2018 Conference
'Aulani Wilhelm (Hawaiian) - Indigeneity in a Changing Climate
Indigeneity in a Changing Climate by Dr Aulani Wilhelm (Indigenous Hawaiian) Senior Vice President for the Centre for Oceans Conservation International, Keynote Speaker, Te Tai Ao - Healthy Natural Environments
It is hard to escape the reality that our climate is rapidly changing – in the natural world, and other wise. We are already experiencing the confluence of impacts from a dramatically warming planet: an acidic ocean, massive shifts in rainfall, intensity and duration of storms and fires, climate induced war and mass migration, and declines in agriculture and wild fish stocks. Trends that used to be predictable are erratic. Temporary shifts, like weather, that enabled us to be adapt to momentary changes and return once again to equilibrium are no longer able to prepare us for the even broader changes yet to come.
Healthy oceans play a critical role in absorbing carbon, cooling the planet, regulating weather, and therefore climate, yet it is often overlooked in seeking solutions to slowing the rate and intensity of change. This should be of particular concern to oceanic peoples and communities where shifts in ocean temperature, sea level, and productivity will cause significant shifts in human well-being and economic stability.
As Indigenous people, we descend in many cases from cultures and traditions deeply rooted in the natural world.
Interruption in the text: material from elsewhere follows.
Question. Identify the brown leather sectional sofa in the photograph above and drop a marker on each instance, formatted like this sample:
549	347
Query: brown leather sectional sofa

That familial intimacy enabled our ancestors to be in tune with micro-changes and base decision-making – short, long and inter-generational – on subtlties and deep understandings of the natural world, some of which still persists or is being recovered. As such, it should be of no surprise that globally, it is estimated that indigenous peoples manage or have tenure rights over 24% of land which contain ~ 40% of all ecologically intact landscapes and protected areas,
and ~ 80% of the world’s biodiversity.
But in a rapidly changing climate, will Indigenous rights (where they exist) and taking care of our respective ancestral lands and seas be enough? Who will we, as Indigenous people, still be if our non-human ancestors and the nature upon which our cultures descend no longer remain? What will being iIdigenous continue to mean when climate impacts inevitably shift how ecosystems and human societies function? And, what role can and should we as Indigenous people – including our research and knowledge systems – play in the global transformation required to respond?